Juniper Research forecasts that deployments of physical AI systems in manufacturing and logistics will reach 400,000 by 2030, an increase of 3,500% from 2026, as real‑time processing and more advanced models improve both capability and safety.
The study defines physical AI as systems that can perceive, reason and act in the real world, combining inputs from images, video, text, speech and sensors to drive autonomous machines in warehouses, factories and distribution centres.
Growth drivers and capabilities
The surge in deployments reflects growing demand for automation in sectors facing labour shortages, rising safety expectations and pressure to cut costs. Autonomous mobile robots (AMRs), automated guided vehicles (AGVs), collaborative robots, robotic picking and sorting, and automated inspection systems are all benefiting from advances such as Vision‑Language‑Action (VLA) models, high‑fidelity simulations, deep reinforcement learning and cloud‑to‑edge compute, according to the research firm.
“Multiple technological advancements are converging to accelerate physical AI adoption,” said Molly Gatford, senior research analyst at Juniper Research.
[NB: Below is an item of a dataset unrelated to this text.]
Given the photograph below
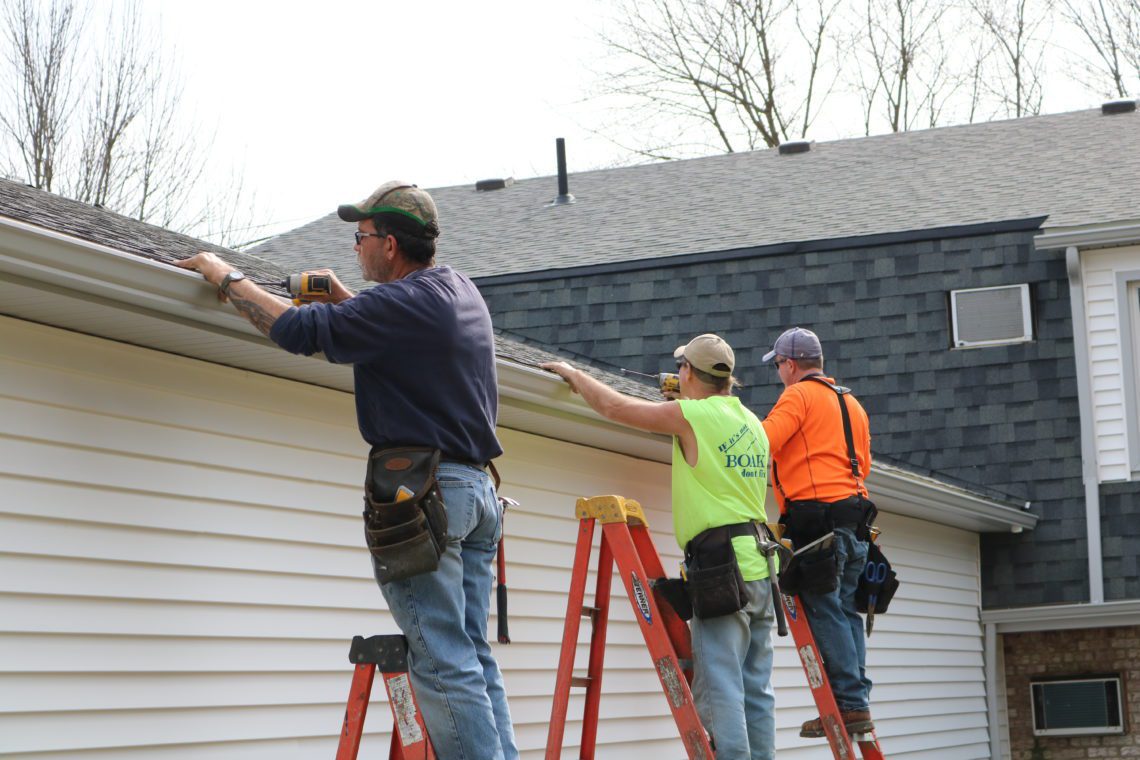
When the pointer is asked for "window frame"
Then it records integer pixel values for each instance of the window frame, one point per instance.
(1027, 323)
(1091, 730)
“Reduced latency from improved real‑time processing is enabling more reliable real‑world operation, while more advanced models allow systems to respond to a broader range of inputs, including tactile data.” Molly Gatford
From development to deployment
As technical barriers fall, vendors must shift from research and prototypes toward large‑scale deployment. Juniper stresses that partnerships with connectivity providers, particularly those offering edge‑enabled architectures, are essential to support low‑latency, real‑time decision‑making.
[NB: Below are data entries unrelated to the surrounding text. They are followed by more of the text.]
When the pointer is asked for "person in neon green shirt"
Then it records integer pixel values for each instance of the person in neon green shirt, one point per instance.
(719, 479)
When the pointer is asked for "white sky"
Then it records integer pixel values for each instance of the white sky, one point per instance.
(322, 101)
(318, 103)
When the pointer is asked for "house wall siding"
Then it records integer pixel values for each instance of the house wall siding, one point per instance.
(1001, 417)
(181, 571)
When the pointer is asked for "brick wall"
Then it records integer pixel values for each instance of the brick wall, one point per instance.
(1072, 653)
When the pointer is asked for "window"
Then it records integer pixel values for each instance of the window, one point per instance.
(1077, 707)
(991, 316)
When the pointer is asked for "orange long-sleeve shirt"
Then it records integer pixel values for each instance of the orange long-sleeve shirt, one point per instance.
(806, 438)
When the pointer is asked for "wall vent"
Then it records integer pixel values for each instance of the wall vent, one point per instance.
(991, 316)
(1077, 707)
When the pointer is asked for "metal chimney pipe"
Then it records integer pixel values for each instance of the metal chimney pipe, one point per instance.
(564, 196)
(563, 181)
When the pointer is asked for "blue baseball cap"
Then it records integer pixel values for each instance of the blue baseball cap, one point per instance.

“Vendors must prioritise connectivity partners that offer edge‑enabled connectivity architectures; allowing physical AI systems to process data locally and reduce latency constraints,” Gatford noted.
Such arrangements are critical as modern physical AI models ingest data from multiple sensors simultaneously, requiring robust, distributed compute.
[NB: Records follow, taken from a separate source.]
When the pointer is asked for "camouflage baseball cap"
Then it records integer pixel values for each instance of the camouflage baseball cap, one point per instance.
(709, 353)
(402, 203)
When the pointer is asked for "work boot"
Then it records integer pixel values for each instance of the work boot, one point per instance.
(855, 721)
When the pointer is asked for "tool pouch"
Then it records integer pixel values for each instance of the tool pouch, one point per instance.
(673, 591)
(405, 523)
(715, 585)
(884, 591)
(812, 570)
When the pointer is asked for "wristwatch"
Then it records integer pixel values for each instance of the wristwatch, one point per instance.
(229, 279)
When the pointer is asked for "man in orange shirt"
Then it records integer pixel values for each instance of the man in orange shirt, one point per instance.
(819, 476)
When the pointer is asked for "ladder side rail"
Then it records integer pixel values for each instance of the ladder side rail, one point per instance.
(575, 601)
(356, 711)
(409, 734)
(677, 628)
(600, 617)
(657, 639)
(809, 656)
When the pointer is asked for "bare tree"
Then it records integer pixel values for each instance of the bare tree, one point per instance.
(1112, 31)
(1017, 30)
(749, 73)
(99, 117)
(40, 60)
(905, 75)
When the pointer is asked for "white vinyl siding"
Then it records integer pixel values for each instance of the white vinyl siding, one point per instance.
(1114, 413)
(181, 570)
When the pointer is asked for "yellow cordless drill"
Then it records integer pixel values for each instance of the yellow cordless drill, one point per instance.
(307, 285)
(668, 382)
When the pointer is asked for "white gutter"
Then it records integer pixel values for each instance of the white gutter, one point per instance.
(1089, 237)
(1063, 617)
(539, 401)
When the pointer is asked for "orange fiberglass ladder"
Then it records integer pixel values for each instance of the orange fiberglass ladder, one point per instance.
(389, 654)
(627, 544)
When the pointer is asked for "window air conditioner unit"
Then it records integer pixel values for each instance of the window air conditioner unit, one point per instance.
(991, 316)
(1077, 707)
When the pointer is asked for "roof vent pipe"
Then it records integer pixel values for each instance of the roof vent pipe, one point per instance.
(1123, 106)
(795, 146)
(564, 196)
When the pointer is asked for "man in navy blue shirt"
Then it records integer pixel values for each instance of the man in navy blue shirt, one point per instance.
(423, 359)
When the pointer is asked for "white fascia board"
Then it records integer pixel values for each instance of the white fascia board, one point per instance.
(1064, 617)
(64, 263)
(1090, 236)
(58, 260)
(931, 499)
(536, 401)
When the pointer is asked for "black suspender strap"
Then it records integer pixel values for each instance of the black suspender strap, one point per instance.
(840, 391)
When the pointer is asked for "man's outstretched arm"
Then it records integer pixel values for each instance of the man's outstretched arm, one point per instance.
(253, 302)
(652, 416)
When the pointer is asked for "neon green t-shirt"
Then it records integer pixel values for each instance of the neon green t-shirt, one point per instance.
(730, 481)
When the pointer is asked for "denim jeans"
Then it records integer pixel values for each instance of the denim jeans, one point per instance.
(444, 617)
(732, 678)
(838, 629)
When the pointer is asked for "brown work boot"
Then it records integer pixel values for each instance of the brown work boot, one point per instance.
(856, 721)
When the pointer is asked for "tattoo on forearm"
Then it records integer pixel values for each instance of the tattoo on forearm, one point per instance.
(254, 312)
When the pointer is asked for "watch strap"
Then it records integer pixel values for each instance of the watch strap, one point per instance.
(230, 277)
The study cites examples including AMRs that use Simultaneous Localization and Mapping (SLAM) and AI to navigate unstructured environments, AGVs following fixed guidance paths, and collaborative robots equipped with safety sensors for human‑machine co‑operation.
These systems are already helping firms reduce manual labour, improve throughput and increase consistency in quality control. The 3,500% growth projection underscores the expectation that physical AI will move beyond niche pilots into a core component of operating models in manufacturing and logistics.